Odd Man Out

I have known that I wanted to study abroad from early on in my high school career. When I was a freshman in college, I started researching every program Auburn University had available. I had one specific criterion when it came to finding the right program. I wanted to study abroad for an entire semester. I wanted to be fully immersed in the culture and country I was studying in, and I felt this wasn’t possible to do in just a few weeks. So when I was introduced to the Joseph S. Bruno program, I found it had the most to offer with what I was looking for in my abroad experience. There was just one catch. This program consisted of predominantly female students. 

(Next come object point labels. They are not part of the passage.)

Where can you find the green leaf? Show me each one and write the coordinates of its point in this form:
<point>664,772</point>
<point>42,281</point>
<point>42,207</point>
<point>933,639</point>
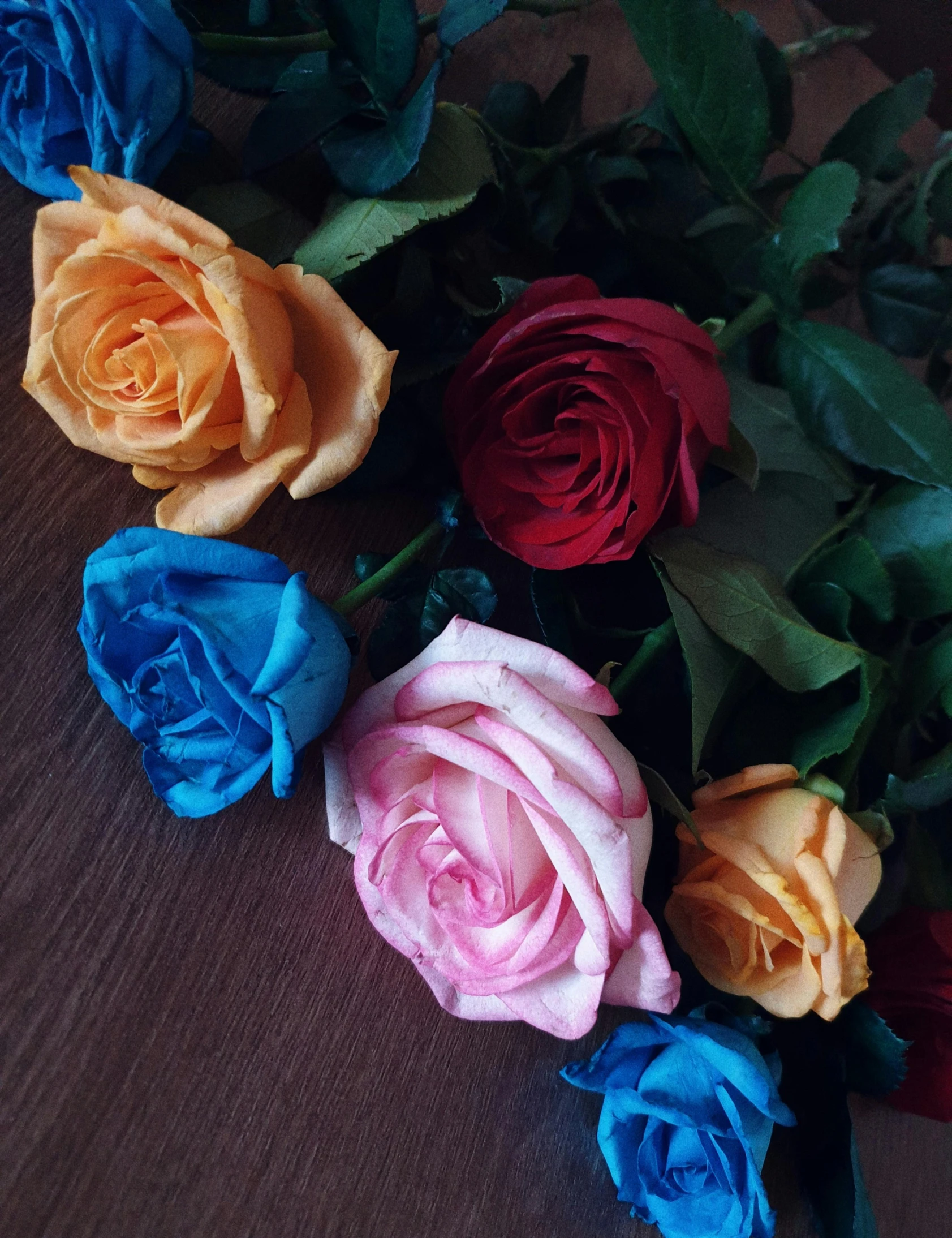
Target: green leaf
<point>254,220</point>
<point>869,137</point>
<point>454,165</point>
<point>810,226</point>
<point>929,882</point>
<point>292,121</point>
<point>857,399</point>
<point>738,458</point>
<point>550,603</point>
<point>833,729</point>
<point>612,169</point>
<point>253,74</point>
<point>929,785</point>
<point>425,604</point>
<point>456,591</point>
<point>905,306</point>
<point>927,675</point>
<point>910,528</point>
<point>563,106</point>
<point>777,76</point>
<point>877,825</point>
<point>460,19</point>
<point>371,161</point>
<point>854,565</point>
<point>776,525</point>
<point>766,419</point>
<point>875,1054</point>
<point>707,67</point>
<point>747,607</point>
<point>711,664</point>
<point>380,37</point>
<point>828,607</point>
<point>661,794</point>
<point>799,728</point>
<point>659,117</point>
<point>554,208</point>
<point>915,226</point>
<point>940,203</point>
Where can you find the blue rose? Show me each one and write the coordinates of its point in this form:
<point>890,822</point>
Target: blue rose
<point>690,1106</point>
<point>107,83</point>
<point>216,657</point>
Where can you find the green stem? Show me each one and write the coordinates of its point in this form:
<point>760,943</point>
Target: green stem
<point>255,45</point>
<point>824,40</point>
<point>320,40</point>
<point>858,509</point>
<point>654,647</point>
<point>848,763</point>
<point>373,584</point>
<point>759,311</point>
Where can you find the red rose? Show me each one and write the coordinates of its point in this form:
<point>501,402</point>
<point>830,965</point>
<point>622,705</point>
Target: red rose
<point>581,423</point>
<point>911,990</point>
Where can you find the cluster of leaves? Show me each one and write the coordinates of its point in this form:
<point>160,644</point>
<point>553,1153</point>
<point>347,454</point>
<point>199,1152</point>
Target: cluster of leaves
<point>343,74</point>
<point>808,616</point>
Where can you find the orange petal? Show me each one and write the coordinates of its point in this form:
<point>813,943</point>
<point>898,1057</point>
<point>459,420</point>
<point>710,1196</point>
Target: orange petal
<point>259,333</point>
<point>223,496</point>
<point>347,372</point>
<point>44,383</point>
<point>92,325</point>
<point>60,229</point>
<point>112,194</point>
<point>753,778</point>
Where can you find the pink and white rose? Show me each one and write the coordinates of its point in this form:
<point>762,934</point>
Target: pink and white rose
<point>502,833</point>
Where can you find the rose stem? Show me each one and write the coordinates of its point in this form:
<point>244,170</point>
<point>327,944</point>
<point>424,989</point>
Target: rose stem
<point>320,40</point>
<point>759,311</point>
<point>654,647</point>
<point>373,584</point>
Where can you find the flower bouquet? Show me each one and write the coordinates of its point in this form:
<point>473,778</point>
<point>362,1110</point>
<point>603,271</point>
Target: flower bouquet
<point>673,394</point>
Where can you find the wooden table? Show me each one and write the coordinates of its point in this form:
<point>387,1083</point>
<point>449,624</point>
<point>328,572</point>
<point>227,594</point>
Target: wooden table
<point>201,1035</point>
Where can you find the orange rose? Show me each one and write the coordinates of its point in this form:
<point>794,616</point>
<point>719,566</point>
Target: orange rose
<point>156,342</point>
<point>766,909</point>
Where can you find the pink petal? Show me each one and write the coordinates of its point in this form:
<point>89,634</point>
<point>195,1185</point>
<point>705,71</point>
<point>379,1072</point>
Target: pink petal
<point>562,1003</point>
<point>605,842</point>
<point>643,977</point>
<point>499,687</point>
<point>343,820</point>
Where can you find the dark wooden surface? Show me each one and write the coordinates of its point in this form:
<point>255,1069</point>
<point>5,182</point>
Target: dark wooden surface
<point>201,1035</point>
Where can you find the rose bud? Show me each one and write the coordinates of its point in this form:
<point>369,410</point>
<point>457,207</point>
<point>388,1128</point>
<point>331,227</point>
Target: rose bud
<point>156,342</point>
<point>103,83</point>
<point>217,659</point>
<point>765,909</point>
<point>911,990</point>
<point>687,1155</point>
<point>580,423</point>
<point>502,833</point>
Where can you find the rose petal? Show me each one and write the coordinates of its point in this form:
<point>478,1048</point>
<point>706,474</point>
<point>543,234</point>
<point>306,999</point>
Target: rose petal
<point>347,373</point>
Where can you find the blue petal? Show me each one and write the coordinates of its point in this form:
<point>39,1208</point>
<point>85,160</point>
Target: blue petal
<point>621,1061</point>
<point>86,82</point>
<point>304,680</point>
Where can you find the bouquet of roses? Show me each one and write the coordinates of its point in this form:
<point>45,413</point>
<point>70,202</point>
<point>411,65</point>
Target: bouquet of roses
<point>608,359</point>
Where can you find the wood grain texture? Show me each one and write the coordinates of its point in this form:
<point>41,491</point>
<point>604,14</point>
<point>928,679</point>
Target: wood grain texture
<point>201,1035</point>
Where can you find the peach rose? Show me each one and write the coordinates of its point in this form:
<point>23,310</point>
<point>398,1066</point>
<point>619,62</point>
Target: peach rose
<point>766,910</point>
<point>156,342</point>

With this program being in the College of Human Sciences, that did not come as a surprise to me. I was told that there was one other male who signed up for the spring 2023 semester program. If I signed up, the total number of students would be two males and sixteen females. Now, most men would be jumping at the thought of spending a whole semester abroad by being one of those two males; don’t get me wrong I was, but back at Auburn I am involved in a fraternity where the majority of my surroundings are male-dominated. So I knew that this drastic change in my living situation could come with its own set of challenges. So naturally, I was a little wary about spending a whole semester here. I thought, maybe I could find a program that is more similar to my lifestyle back in Auburn or find a program with an even mix of men to women. Ultimately I decided that this program would be one of the best ways to step out of my comfort zone, learn new things about my fellow students, learn new things about myself, and see the world while doing it. 

Once I fully committed to the program I had a million thoughts going through my head. Of course, I had some preconceived views about what it’d be like living here with the majority of women. The typical girl talk, listening to pop music, the constant social media posts, and the countless cappuccinos ordered at the local bars are all things I knew might be included in my everyday life abroad. But since living here, I’ve discovered things that I could’ve never predicted. For example, on Valentine’s Day, I walked into the classroom like it was any other normal day with the program and was met with a sea of red and pink outfits in celebration of the holiday. I did not get the memo. I was quickly told that we would be taking a picture and I must change what I was wearing immediately, to follow the color scheme. So naturally, I did. Or the fact that the amount of salads I have seen made here is absurd. Don’t get me wrong I love a good salad, but I will never understand how someone can survive the day just off of a few hundred calories of fruits and vegetables. Another example is our similarities in humor. Whether it’s talking about our favorite comedians or egging a joke on way longer than it should be, these girls love to laugh and have a great time, and that is something that anyone couldn’t pass up on. 

Throughout my time living in the minority, I’ve found that these women are some of the sweetest, most thoughtful, and most genuine people I’ve met. From someone doing the dishes after a long day of school work even though they aren’t assigned to the task, decorating the classroom to make it a more vibrant and lively place to be, or writing a personal Valentine’s Day card to everyone in the program, these women each semester are the ones keeping this special place and program alive. If anyone is hesitant about doing a program like this or simply stepping out of their comfort zone from everyday life, my advice for you is to do it. You might just find that the people you’d least expect to have anything in common with are the ones with the most similarities, and if you’re lucky, you may make a few life-long relationships along the way.